After TurboTax shenanigans, IRS floats possibility of offering rival service

A US individual income tax return document lying on a table next to a calculator, notebook, pen, and iPad.

Enlarge (credit: Getty Images | Nora Carol Photography)

The Internal Revenue Service's new agreement with the tax-software industry prohibits companies from hiding their free options from search engines and allows the IRS to offer its own tax-return software in competition against TurboTax. That doesn't mean the IRS will offer its own software, but the agency has officially rescinded its promise not to compete against the industry.

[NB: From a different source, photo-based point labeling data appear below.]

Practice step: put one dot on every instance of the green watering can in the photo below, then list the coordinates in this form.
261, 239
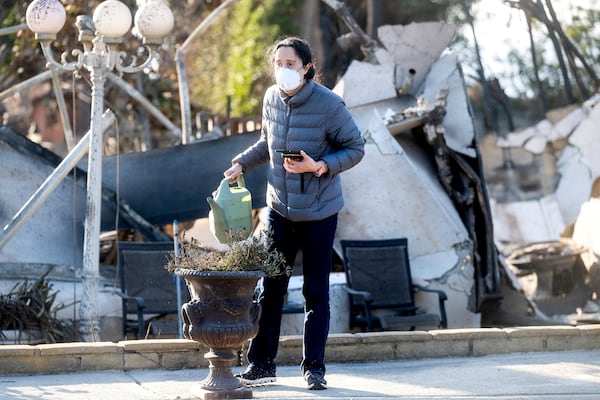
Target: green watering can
230, 211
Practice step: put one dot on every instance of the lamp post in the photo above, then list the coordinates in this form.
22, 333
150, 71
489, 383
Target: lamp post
111, 20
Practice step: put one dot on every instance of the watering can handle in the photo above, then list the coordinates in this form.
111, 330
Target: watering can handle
225, 184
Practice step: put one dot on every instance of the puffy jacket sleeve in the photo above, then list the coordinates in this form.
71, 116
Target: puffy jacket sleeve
345, 138
256, 154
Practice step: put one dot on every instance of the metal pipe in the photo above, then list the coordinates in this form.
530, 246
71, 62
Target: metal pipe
62, 108
178, 279
51, 183
90, 274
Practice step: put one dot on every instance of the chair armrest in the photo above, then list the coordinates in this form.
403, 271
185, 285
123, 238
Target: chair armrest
139, 301
367, 296
441, 294
442, 297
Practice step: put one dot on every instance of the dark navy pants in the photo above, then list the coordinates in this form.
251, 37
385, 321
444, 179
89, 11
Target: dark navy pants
315, 239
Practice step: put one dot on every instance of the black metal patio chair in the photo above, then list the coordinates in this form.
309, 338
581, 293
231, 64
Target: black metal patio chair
148, 290
381, 289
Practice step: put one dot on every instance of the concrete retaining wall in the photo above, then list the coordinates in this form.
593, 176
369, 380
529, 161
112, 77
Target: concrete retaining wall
360, 347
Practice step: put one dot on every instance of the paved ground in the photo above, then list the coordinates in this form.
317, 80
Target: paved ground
549, 376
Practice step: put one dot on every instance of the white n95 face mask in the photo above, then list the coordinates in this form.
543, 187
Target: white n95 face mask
288, 79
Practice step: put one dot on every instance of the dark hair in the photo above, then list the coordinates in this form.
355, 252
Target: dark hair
302, 50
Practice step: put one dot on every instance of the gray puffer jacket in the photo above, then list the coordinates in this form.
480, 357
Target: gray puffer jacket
314, 120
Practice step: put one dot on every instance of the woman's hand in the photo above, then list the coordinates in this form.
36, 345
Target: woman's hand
233, 172
307, 164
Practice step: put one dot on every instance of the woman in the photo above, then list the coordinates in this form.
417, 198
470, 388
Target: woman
304, 196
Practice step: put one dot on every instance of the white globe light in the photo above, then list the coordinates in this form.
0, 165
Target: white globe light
112, 18
46, 16
154, 19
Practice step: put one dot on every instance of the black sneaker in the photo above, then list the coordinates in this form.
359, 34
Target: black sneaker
315, 380
257, 375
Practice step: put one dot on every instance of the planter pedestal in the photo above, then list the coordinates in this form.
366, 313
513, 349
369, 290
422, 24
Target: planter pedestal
221, 316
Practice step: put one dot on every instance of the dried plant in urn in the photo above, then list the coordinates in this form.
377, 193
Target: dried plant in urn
223, 313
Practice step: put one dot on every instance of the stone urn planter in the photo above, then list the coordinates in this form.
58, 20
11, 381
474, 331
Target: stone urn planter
223, 312
222, 316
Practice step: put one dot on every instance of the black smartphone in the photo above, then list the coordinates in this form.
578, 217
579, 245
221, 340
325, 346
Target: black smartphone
294, 155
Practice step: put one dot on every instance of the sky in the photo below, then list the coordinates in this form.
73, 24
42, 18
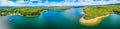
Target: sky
55, 2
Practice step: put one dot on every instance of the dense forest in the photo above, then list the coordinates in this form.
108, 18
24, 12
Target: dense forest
29, 11
96, 11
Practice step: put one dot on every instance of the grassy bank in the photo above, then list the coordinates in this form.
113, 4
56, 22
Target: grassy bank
95, 11
29, 11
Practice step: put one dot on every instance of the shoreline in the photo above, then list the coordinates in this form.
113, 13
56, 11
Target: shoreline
92, 22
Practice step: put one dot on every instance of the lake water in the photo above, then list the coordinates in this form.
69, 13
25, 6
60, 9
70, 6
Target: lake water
68, 19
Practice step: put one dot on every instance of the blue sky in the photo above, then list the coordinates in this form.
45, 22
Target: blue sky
55, 2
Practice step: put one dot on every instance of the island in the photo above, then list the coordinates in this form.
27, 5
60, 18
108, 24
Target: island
29, 11
93, 15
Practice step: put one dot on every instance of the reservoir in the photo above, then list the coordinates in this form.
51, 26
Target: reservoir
68, 19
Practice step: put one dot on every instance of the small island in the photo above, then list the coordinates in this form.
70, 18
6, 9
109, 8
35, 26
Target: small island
94, 14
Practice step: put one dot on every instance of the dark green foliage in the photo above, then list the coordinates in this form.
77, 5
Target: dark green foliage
95, 11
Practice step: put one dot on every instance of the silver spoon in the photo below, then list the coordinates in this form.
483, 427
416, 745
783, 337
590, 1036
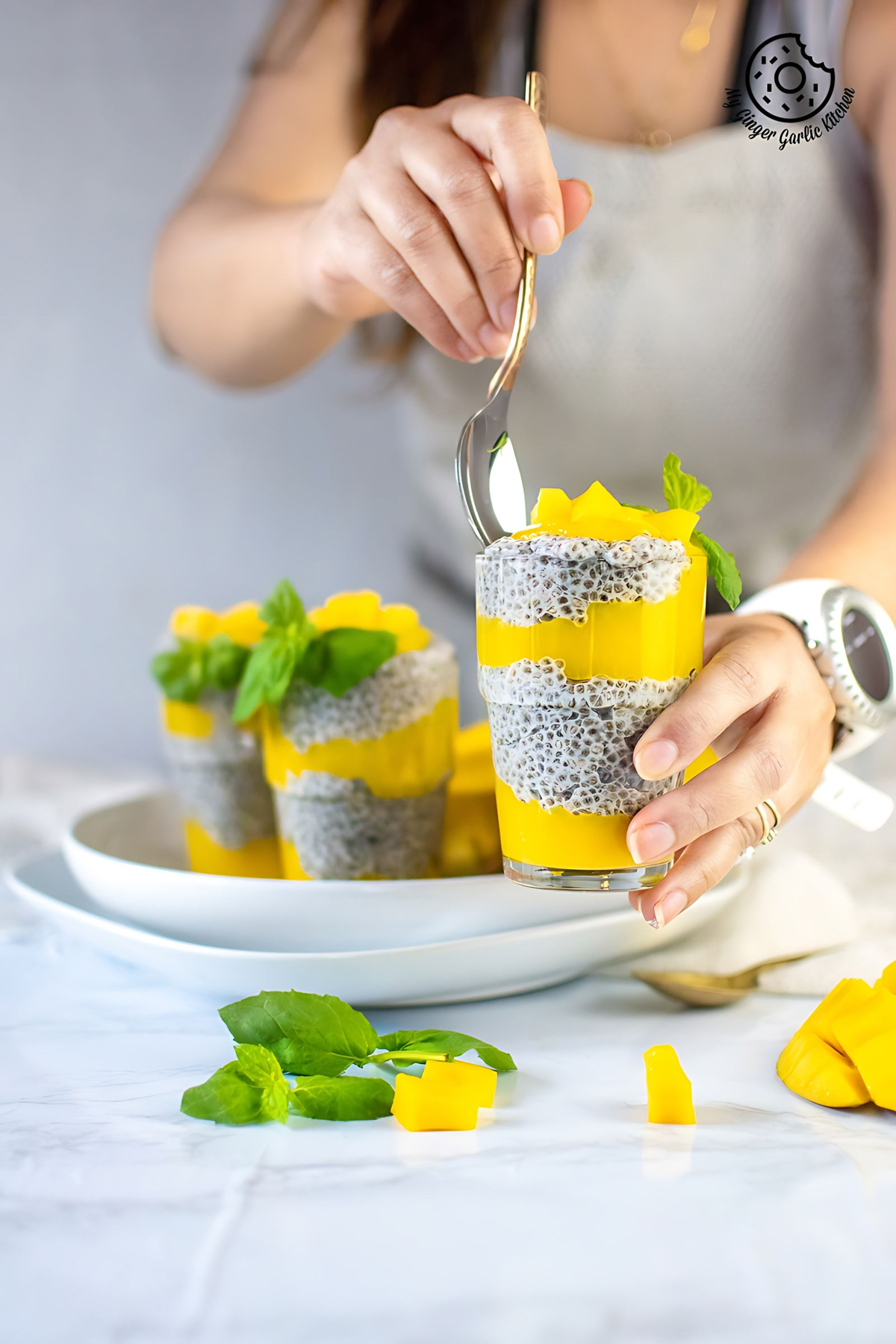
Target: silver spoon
487, 470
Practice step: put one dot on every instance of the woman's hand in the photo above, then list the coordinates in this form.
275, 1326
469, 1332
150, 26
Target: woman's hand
768, 712
425, 221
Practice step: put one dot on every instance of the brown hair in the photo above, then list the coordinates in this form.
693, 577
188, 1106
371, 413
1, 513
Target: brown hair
415, 52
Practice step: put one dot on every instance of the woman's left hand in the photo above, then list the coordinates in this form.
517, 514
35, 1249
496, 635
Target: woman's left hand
763, 707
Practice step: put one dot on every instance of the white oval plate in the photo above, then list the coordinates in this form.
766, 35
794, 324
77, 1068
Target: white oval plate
131, 860
441, 972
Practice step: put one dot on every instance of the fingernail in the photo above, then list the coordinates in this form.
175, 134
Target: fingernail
668, 907
656, 759
492, 340
652, 841
544, 234
507, 312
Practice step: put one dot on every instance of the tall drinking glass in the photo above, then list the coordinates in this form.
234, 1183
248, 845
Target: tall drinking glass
582, 643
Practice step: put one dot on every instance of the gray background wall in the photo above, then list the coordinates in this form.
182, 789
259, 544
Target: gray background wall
127, 485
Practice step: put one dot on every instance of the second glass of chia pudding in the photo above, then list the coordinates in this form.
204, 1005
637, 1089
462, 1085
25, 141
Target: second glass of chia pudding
582, 641
361, 779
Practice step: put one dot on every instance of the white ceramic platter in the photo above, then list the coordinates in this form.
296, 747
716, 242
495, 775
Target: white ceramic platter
440, 972
131, 860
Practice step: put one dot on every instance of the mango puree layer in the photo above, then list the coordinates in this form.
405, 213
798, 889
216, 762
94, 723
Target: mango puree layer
617, 640
257, 859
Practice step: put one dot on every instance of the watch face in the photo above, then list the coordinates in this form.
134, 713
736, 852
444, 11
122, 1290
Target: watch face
867, 655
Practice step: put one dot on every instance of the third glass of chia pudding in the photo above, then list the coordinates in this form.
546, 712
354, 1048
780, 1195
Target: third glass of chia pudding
588, 625
361, 777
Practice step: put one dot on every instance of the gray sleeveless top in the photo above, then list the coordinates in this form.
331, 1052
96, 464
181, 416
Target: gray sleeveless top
718, 302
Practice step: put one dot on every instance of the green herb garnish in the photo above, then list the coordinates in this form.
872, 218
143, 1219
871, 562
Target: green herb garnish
316, 1038
684, 491
292, 647
195, 665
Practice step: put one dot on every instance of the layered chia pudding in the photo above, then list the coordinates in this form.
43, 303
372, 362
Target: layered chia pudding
588, 625
361, 777
217, 765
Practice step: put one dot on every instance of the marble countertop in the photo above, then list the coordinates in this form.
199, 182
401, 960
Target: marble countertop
566, 1218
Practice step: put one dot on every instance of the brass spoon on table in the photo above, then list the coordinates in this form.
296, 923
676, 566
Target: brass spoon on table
703, 991
487, 470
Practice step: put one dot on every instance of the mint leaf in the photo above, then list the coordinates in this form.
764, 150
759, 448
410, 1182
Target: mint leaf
341, 1098
246, 1092
308, 1034
682, 490
723, 569
337, 660
181, 672
284, 606
225, 663
450, 1043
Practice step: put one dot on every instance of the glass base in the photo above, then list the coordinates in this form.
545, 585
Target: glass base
586, 880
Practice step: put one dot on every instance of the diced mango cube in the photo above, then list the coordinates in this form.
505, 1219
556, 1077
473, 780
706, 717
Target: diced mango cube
860, 1023
553, 508
669, 1100
421, 1105
815, 1070
464, 1080
242, 624
876, 1062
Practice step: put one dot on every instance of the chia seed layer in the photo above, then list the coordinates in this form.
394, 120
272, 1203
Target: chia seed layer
343, 831
524, 581
403, 690
570, 744
220, 780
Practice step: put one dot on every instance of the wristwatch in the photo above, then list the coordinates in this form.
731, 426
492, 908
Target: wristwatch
853, 643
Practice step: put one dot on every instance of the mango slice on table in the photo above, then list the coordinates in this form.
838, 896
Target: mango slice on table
845, 996
815, 1071
422, 1105
462, 1080
669, 1098
876, 1062
860, 1021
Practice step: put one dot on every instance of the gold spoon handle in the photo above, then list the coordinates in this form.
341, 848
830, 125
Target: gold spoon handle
536, 96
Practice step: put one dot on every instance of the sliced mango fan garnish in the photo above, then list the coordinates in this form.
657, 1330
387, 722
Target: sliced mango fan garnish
598, 514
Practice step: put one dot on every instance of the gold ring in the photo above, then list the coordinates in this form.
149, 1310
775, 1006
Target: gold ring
768, 828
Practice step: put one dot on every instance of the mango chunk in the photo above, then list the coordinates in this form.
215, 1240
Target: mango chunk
462, 1080
845, 996
815, 1071
421, 1105
876, 1062
553, 508
669, 1100
862, 1021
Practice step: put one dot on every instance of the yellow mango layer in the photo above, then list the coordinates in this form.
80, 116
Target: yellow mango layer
257, 859
186, 721
669, 1098
556, 839
818, 1073
403, 764
476, 1082
422, 1105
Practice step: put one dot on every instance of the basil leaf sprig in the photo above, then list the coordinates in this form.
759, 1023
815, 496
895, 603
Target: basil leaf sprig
196, 665
293, 647
316, 1038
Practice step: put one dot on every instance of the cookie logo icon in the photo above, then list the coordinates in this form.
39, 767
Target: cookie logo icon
783, 81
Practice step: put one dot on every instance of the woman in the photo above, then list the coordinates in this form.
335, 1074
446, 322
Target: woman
718, 300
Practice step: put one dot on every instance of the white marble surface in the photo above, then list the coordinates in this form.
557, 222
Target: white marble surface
566, 1218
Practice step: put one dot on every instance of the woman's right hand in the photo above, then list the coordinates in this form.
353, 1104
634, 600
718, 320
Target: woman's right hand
428, 221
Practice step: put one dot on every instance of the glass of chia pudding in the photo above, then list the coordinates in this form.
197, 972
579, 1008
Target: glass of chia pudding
588, 625
217, 766
361, 779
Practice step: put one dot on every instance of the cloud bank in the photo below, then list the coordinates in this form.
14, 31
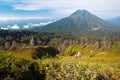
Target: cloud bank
66, 7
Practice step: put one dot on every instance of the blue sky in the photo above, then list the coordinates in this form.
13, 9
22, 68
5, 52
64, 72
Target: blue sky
53, 9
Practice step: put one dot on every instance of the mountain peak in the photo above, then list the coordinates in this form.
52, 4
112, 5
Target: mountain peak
80, 12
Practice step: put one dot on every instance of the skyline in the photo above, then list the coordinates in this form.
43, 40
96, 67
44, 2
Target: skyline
47, 9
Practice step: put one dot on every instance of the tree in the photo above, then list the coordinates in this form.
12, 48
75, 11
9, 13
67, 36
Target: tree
32, 42
7, 45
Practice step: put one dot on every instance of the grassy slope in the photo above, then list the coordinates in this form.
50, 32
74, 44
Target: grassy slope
91, 66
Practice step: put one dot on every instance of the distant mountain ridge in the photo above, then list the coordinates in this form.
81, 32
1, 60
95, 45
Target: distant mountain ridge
115, 20
82, 21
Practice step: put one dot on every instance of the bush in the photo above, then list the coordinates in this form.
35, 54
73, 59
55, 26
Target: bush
14, 68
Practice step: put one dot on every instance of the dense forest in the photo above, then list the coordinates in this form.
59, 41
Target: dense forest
31, 55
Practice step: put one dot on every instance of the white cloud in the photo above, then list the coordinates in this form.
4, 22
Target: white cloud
4, 28
15, 26
26, 26
38, 24
66, 7
20, 18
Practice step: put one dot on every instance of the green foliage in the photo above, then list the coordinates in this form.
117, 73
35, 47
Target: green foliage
12, 67
44, 52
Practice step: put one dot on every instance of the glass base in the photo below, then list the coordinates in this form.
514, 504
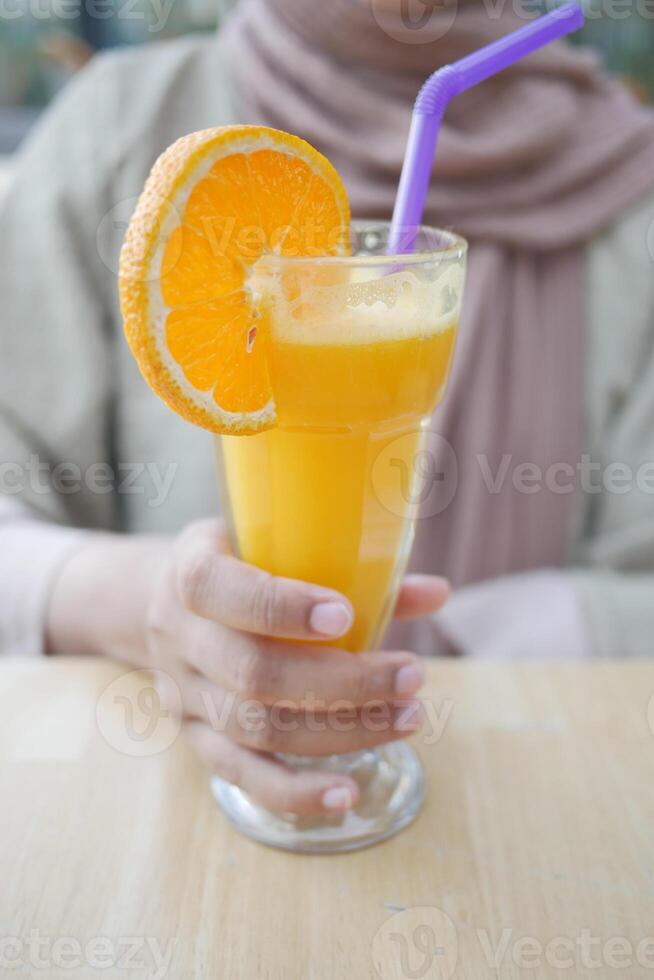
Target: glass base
391, 787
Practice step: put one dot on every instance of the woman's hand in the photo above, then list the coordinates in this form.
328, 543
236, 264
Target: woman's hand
217, 630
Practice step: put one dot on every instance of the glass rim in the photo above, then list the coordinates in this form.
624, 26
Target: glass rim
455, 247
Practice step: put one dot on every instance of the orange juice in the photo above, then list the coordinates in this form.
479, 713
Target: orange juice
325, 495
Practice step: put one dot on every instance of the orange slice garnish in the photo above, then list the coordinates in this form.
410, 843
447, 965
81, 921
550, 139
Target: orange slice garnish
214, 204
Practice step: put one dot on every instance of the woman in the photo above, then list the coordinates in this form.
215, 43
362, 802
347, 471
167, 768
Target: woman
548, 171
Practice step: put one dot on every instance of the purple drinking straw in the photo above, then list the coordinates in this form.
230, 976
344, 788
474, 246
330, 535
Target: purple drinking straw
434, 97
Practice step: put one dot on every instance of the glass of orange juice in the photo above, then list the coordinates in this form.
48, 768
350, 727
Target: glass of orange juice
359, 350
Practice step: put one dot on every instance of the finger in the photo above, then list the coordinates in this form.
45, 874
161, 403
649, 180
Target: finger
219, 587
421, 595
270, 782
267, 670
279, 728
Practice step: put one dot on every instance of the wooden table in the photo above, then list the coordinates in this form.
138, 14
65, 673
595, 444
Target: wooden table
533, 857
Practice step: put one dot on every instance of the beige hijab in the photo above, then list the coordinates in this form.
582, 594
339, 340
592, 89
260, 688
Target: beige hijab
529, 166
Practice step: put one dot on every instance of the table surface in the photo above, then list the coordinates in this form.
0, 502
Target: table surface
533, 856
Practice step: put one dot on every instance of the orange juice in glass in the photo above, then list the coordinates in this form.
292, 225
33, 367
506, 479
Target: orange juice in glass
359, 349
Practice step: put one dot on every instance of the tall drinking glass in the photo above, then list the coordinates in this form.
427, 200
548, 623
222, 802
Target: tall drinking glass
359, 350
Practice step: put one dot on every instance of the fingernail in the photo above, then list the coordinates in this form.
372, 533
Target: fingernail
330, 619
409, 717
338, 798
409, 679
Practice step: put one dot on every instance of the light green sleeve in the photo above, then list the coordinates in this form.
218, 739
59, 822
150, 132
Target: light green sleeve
614, 551
55, 360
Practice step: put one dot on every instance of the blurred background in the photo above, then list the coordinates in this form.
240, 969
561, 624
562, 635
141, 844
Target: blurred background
44, 42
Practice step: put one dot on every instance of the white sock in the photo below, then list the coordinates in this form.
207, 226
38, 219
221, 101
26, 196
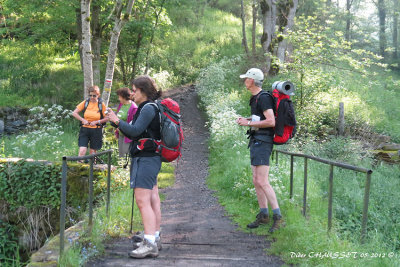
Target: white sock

As ProPublica reported in April 2019, TurboTax maker Intuit used a robots.txt file to "deliberately hid[e] its Free File page from search engines." TurboTax subsequently changed the code on its Free File page so it wouldn't be hidden from Google and other search engines anymore, but at least five US states opened investigations into TurboTax's marketing and provision of its free tax programs. H&R Block was also hiding its free tax service from Google search using the same method, ProPublica reported at the time, but H&R Block seems to have lifted that restriction based on searches we conducted today.

With the industry under legal pressure, the IRS extracted new promises from Free File, an industry consortium that represents Intuit, H&R Block, and other tax-prep-software makers. The changes were announced by the IRS on December 30 and put into an addendum to the 18-year-old IRS/Free File agreement that requires free services for low- and mid-range incomes.